On every birthday since I can remember, my mother has recited the dramatic story of my birth. As the story goes, after giving herself a pedicure, my mom got to the hospital just in the knick of time to deliver me. As they rushed her down the corridor to the operating room (in the days before plush delivery rooms), she called out to my dad who was unwrapping a cigar and settling in to watch a basketball game and announced, “I’ve changed my mind, I don’t want to have a baby!” But after she delivered me in the pioneering style of natural childbirth sans epidural, she changed her mind. She swears I was the most beautiful baby in the world and it was love at first sight.


But soon after arriving, I stopped breathing. Obviously, I survived and they let my mom take me home from the hospital but warned that if I cried I could suffocate to death. My dramatic birth tale is always punctuated by my 22-year-old mother leaving the hospital wearing her Hot Pants (it was 1971). Apparently, her waistline had contracted to its pre-pregnancy size in a matter of days.


So my mom’s life’s work for the nine months until I healed was making sure that I didn’t cry. She held me and rocked me and didn’t leave my side. Wow…that mother-daughter love story is hard stuff with which to compete.

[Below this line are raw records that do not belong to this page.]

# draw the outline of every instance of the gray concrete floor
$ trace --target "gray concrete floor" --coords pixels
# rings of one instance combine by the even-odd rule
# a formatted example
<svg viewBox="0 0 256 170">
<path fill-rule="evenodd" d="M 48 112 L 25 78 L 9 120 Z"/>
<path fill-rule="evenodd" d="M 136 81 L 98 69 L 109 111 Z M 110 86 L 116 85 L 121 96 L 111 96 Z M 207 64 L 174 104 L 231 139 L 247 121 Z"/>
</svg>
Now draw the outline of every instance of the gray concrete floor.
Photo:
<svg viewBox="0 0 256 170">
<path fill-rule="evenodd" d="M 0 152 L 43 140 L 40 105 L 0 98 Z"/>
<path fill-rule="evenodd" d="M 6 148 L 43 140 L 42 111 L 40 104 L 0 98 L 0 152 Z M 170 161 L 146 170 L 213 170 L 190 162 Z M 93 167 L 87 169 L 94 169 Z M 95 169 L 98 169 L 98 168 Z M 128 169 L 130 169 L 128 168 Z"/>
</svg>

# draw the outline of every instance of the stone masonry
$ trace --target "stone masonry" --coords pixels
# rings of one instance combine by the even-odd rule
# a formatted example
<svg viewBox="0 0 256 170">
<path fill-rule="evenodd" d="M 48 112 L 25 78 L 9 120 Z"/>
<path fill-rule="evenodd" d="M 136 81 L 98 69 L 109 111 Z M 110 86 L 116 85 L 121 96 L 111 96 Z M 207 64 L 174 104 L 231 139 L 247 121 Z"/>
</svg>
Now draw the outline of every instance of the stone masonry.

WOW I am actually not alone in this world. :)
I do not know how our mothers accomplished so much with only 24 hours in a day plus all the other commitments in their lives...

Mothers are the glue in which holds our world together..


Even as a Stay-At-Home mom of 5 it is a struggle to find balance. I recently joined the Mom team and am so grateful for their support as I endeavour to have a home business and care for my 5 kids 8 and younger. It is a blessing to have a way to help financially and still be with my kids. www.BusyMomsBiz.com


I love this site, soooo glad to realize that I'm not alone! As someone who never had an interest in having kids, in fact once commented to friends that I'd never hire a "mom" because they can't give 100% at work, (then the hormones kicked in about age 33 and now at age 40 I have 3 under the age of 5), I was despondent over my perceived inability to "give 100% at work AND to my kids/family". THEN I read Ann Crittenden's books "If You've Raised Kids, You Can Manage Anything" and "The Price of Motherhood: Why the Most Important Job in the World is Still the Least Valued" among others. I no longer feel bad, well at least not as bad. Talking with colleagues now, I know the tremendous advantage working moms can offer their workplace because of the mom component of their existence/experience. For me, I know I'm a better mom because of my working and also a better employee because of being a mom, though my definitions of success at both is different than before I was a mom.


Schneepy...Are we the same person? Ditto everything you said. Everything! I went from being the model employee to a minimalist. I feel guilty about short changing my job and guilty for not being home. This was a great article.


This was the right day for me to get this article! I have a 1 year old, and have been back at work full time for six months. I call working motherhood "my constant struggle." I feel like I'm short-changing my job sometimes by speeding out of work at the first opportunity to get home to my son, and I'm not used to not being the stellar employee, but if I didn't do it, I'd feel worse- short-changing my baby is not an option! Mondays are always the worst- tearing myself away after the bonding of the weekend. I do feel proud of my income and my contributions to the corporate world, but that doesn't seem to make it any easier.

Thanks for reminding me that there are a lot of other moms doing this dance. It's not just a cliche that mothers are amazing!